Table 5. Damping ratio obtained from the identification results.

Observation Position	The Middle between Dropper 6 and Dropper 7
Excitation position	Dropper 10	Dropper 8	Dropper 5
Uplifted height	15 cm	15 cm	5 cm
Distance to excitation	18.6 m	9.5 m	7.5 m
Damping ratio	0.0125	0.0088	0.0073
Equivalent damping ratio	0.0095

gives the damping ratios calculated based on the detection results. Note that all of the damping ratios only correspond to the first frequency component in the signals, as shown in Figure 16. The damping ratios of catenary sections exhibited larger variation with the geometric structure, and also exhibited obvious differences with different measurement distances [22]. From Table 5, it is evident that larger damping ratios occur for larger distances, and the damping ratios change nonlinearly with the change of distances to the excitation position. This discrepancy is due to the fact that the energy of the travelling wave on the catenary will decay with the propagation distance, as well as the dropper number that the wave passed through.
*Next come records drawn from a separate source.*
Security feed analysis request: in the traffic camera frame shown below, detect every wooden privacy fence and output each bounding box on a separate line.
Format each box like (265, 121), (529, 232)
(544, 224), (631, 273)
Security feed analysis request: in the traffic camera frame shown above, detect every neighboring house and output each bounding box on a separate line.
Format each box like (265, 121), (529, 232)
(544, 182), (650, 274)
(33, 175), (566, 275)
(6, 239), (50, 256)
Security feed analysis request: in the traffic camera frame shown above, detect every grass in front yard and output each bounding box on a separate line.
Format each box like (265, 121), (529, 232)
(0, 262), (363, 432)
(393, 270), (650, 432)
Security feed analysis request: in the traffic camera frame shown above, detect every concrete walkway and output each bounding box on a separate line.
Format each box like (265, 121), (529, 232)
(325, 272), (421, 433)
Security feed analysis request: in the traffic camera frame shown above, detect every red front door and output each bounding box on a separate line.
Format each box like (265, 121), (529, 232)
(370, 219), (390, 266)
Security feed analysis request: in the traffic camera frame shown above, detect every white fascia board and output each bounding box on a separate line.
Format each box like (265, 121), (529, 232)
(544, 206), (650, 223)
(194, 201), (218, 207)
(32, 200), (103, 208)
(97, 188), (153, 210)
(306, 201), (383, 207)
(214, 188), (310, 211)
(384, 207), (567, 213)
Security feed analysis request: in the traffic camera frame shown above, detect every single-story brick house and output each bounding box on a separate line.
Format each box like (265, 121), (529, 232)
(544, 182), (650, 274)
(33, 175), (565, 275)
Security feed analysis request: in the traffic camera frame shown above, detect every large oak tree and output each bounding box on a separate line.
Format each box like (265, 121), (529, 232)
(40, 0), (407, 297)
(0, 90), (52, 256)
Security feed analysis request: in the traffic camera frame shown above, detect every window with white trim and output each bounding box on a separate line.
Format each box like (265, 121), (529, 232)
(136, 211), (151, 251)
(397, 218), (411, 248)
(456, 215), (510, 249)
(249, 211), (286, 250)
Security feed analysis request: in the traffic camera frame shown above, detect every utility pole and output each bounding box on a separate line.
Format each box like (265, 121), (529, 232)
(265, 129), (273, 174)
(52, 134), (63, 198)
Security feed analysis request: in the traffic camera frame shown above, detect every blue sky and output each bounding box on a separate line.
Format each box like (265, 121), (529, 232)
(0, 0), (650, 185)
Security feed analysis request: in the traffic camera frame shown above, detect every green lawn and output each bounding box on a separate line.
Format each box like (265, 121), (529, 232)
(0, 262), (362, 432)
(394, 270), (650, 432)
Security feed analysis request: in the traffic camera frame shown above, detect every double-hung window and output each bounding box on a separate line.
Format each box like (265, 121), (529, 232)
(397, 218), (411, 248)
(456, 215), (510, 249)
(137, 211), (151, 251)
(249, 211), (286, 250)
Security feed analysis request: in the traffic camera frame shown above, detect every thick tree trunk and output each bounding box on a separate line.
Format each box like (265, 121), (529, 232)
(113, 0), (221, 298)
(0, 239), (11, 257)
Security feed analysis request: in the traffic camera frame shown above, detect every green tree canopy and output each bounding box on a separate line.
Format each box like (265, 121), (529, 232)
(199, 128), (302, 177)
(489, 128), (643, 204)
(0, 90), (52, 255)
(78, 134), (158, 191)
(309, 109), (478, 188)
To obtain a unique damping ratio related to the first-order frequency, the equivalent value is calculated by considering the weights of observation-excitation distances. The damping ratio of 0.0095 is related to the frequency of 1.997 Hz.

5. Conclusions

This paper has proposed a non-contact measurement method using an object tracking strategy for catenary vibration detection. A set of photogrammetric devices were applied in a catenary vibration test in a field environment. The Siamese neural network was used to obtain the contact wire position from field measurement images. The results show that the proposed object tracking method developed in this paper performs well in contact wire vibration identification.

The vibration data obtained from the image identification results are consistent with the simulation results in both the time and frequency domains. The frequency analysis shows that the measurement data have a dominant frequency at around 1.997 Hz, which is the first natural frequency of the test line. In the time domain, the measurement signal is also consistent with the simulation result. In addition, the wave analysis results show that the unique damping ratio of the catenary testing line is determined to be 0.95% related to the frequency 1.997 Hz, which can be used to modify the numerical model and conduct further studies.

Furthermore, in view of the fact that the performance of the proposed method has been tested and validated in this paper, a newly designed field test is currently being conducted on a railway line in operation, in order to obtain the dynamic response of the catenary structure with trains passing.